The current official site for Blosxom has a long list, now filled with 404 errors, but not as long as this one. I see someone else wrote a tags plugin, unfortunately the documenation for that appears to be in Japanese, so I can't be sure how it works without studying the code. There are also a few commenting plugins. I will be looking at those, too.

Improved Tags Plugin

First major revision to the aaa_tags plugin. Several new features with this.

  1. AND search for multiple tags. Use ^ to separate tags.
  2. OR search for multiple tags. Use | to separate tags.
  3. NOT search for excluding tags. Prefix with ~ to exclude.
  4. All of those can be (crudely) combined for a complex search. Use , to combine them.
  5. Multiple uses of tag= CGI parameter allowed, if individual words, they will be considered an OR list.
  6. UTF-8 tags are now allowed.
    Tags can be ASCII letters, numbers, hyphen and underscore, plus any Unicode codepoints above U+00A0 (A0 is non-breaking space; that is not allowed in tags).
  7. If there are stories before filter() but the tag search has removed them all by the end of filter(), then story() will (attempt to) display an error page. Due to the way date filtering works in blosxom, story() may not get the chance. But it works for date unfiltered stuff.
  8. New template for that error: aaa_nothing_left
  9. New interpolatable variables.
    • Configuration parameters $aaa_tags::top_count and $aaa_tags::threshold
    • $aaa_tags::frequent_tags has a list of tags, much like the old $aaa_tags::top_tags, but alpha-sorted and a list of all tags with more than $aaa_tags::threshold uses.
    • $aaa_tags::this_search_terse has a value suitable for stuffing into a tag= CGI parameter for repeating the current search.
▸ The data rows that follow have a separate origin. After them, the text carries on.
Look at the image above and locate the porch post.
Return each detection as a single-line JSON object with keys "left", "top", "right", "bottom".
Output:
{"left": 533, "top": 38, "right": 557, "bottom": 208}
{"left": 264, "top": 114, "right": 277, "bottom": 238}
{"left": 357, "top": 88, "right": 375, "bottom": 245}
Can be used anywhere.
    • $aaa_tags::this_search_verbose has a text description of the search, only for use in the error template.
    • $aaa_tags::this_search_table has a table of usage frequencies of the tags in the current search, only for use in the error template.
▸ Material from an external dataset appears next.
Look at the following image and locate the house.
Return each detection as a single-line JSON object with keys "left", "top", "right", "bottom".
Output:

This is a lot of new code. There are probably bugs lurking in all of this. I've only done cursory testing, but I've been very happy with the results.

Reviews from 2020
2003, 2004, 2005, 2006, 2007, and 2008 posts without "deadlink" tag (but see below)
Posts from 2020 not tagged with "blog"
Blosxom or "administrivia" posts, as two tags
UTF-8 tag, unique to this specific post.
A search that will return no results.

Testing this has made me realize (a) I've got a real problem with bad "deadlink" tagging, as in posts that should have that tag don't; and (b) the deadlink test was kinda flawed in that in only looked for 200 responses so sites that redirected http: to https: got mistakenly flagged. I need to fix both of those issues before the results of the example deadlink search reflect what really should be called deadlinks.